「二度と戻らない、輝いていたあの時代。」マンマ・ミーア! ヒア・ウィー・ゴー お水汲み当番さんの映画レビュー(感想・評価)
二度と戻らない、輝いていたあの時代。
前作よりずっと昔の、世界が輝いていた時代をていねいに描き込むことにより、前作をサンドイッチの具のように挟んだ、凝った構造のミュージカル映画です。
この作品の成功理由は、同時に3人の男に愛され、一粒種の娘を産んだ「母の気持ち」を中心に据え、そこから一ミリもブレなかったところかも知れません。
若かった頃の母を演じるリリー・ジェームズの素敵なこと明るいこと、百点満点でした。
ハチャメチャが許され、輝いていた母の時代と、倫理に縛られ息が詰まる現代の幸せとを対比して見せることで、鮮やかに輝いていたABBAの時代がなお一層引き立っています。
幸せなシーンでも、決して幸せ一辺倒ではなく、そこには過去があり、やがて来る時代の予感があり……と、重層的に描かれているので、底抜けにハッピーな映画であるはずなのに、観ていて涙が不覚にもこぼれそうになるシーンもありましたよ。
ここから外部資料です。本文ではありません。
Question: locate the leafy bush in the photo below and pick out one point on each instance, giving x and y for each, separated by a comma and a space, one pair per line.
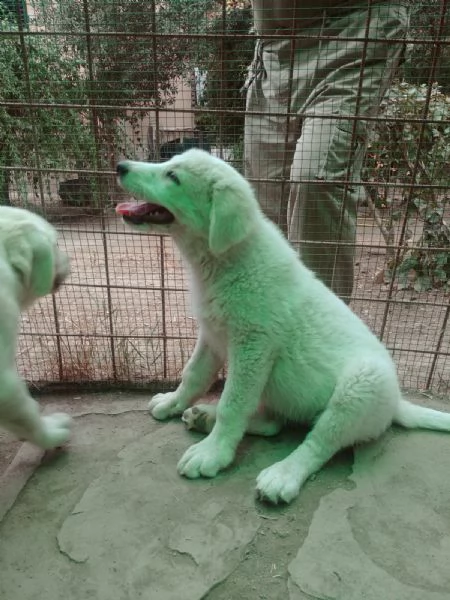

それは、過ぎ去ってしまって、もう二度と戻らない時代、本当は決して取り戻すことのできない青春への精一杯のノスタルジーが隠しテーマとして仕込まれていたからかも知れません。
とても楽しめる映画だと感心しました。
なお、どの登場人物も英語の発音が明瞭で分かりやすく、この映画の隠れた美点だと感じました。
ミュージカル仕立てのお蔭でしょうか。